Gemini appears to have produced the responses seen in the video, on the one hand. Who would also mind seeing some housekeeping instructions, such as instructing the model to clear its cache? However, the speed, accuracy, and basic method of interacting with the model are misrepresented to spectators.
For example, at 2:45 in the video, a hand is shown moving silently in several different ways. In a flash, Gemini answers, “I know what you’re doing! It’s a game of Rock, Paper, Scissors!
However, the model’s inability to make decisions based just on observing particular motions is the first thing mentioned in the capability’s description. All three gestures need to be displayed simultaneously and prompted: “What do you suppose I’m up to? It’s a game, as a hint. “You’re playing rock, paper, scissors,” it replies.
These don’t feel like the same interaction, despite their similarities. They seem like essentially different interactions: one is a wordless, intuitive assessment that quickly conveys an abstract concept, and the other is an engineered, extensively indicated encounter that highlights both its limitations and its strengths. Instead of the former, Gemini performed the latter. There was no “interaction” as depicted in the video.
Afterward, the surface is covered in three sticky notes that have drawings of the sun, Saturn, and Earth on them. “Is this the right sequence?” “No, the proper order is Sun, Earth, and Saturn,” responds Gemini. True! However, the question in the real (written) prompt is, “Is this the correct order? Explain your thinking while taking the sun’s distance into account.
Was Gemini right on this one? Or did it make a mistake and require some assistance to come up with a response suitable for a video? Did it require assistance with the planets as well, or did it recognize them at all?

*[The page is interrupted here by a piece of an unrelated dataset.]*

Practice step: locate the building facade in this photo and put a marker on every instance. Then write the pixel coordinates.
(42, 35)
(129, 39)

In the video, a ball of paper is moved beneath a cup, and the model recognizes and follows this movement with apparent ease. Not only must the task be described in the post, but it also has to train the model to complete it (even if swiftly and with natural language). And so forth.
You may or may not think these examples are insignificant. Ultimately, it’s very amazing how rapidly a multimodal model can recognize hand motions as a game! And so is deciding whether or not a partially completed picture is a duck! But now that the blog post doesn’t explain the duck sequence, I’m starting to question the accuracy of that exchange as well.
Since we expect videos like these to be part real and half aspirational, no one would have blinked an eye if the video had declared at the outset, “This is a stylized representation of interactions our researchers tested.”
However, the title of the video, “Hands-on with Gemini,” suggests that the interactions we witness are the ones they choose to highlight. They weren’t. There were moments when they seemed to have happened at all, moments when they were far more involved, and moments when they were completely different. We’re not even told which model it is—the Ultra model that will be available in the upcoming year, or the Gemini Pro model that users may use right now.
When Google gave us this description, should we have thought that they were just providing us with a taster video? Then maybe we should presume that all the capabilities shown in Google AI demos are inflated for dramatic effect. I state that this video was “faked” in the headline. I wasn’t sure at first if this strong language was appropriate (certainly not for Google; I was requested to alter it by a representative). However, the video just does not reflect reality, even though it has some actual aspects. It’s not real.
The statement from Google states that “we made a few edits to the demo (we’ve been upfront and transparent about this),” which is untrue, and that the video “shows real outputs from Gemini,” which is true. It’s not truly a demo, and the interactions in the video differ greatly from those that were used to make it.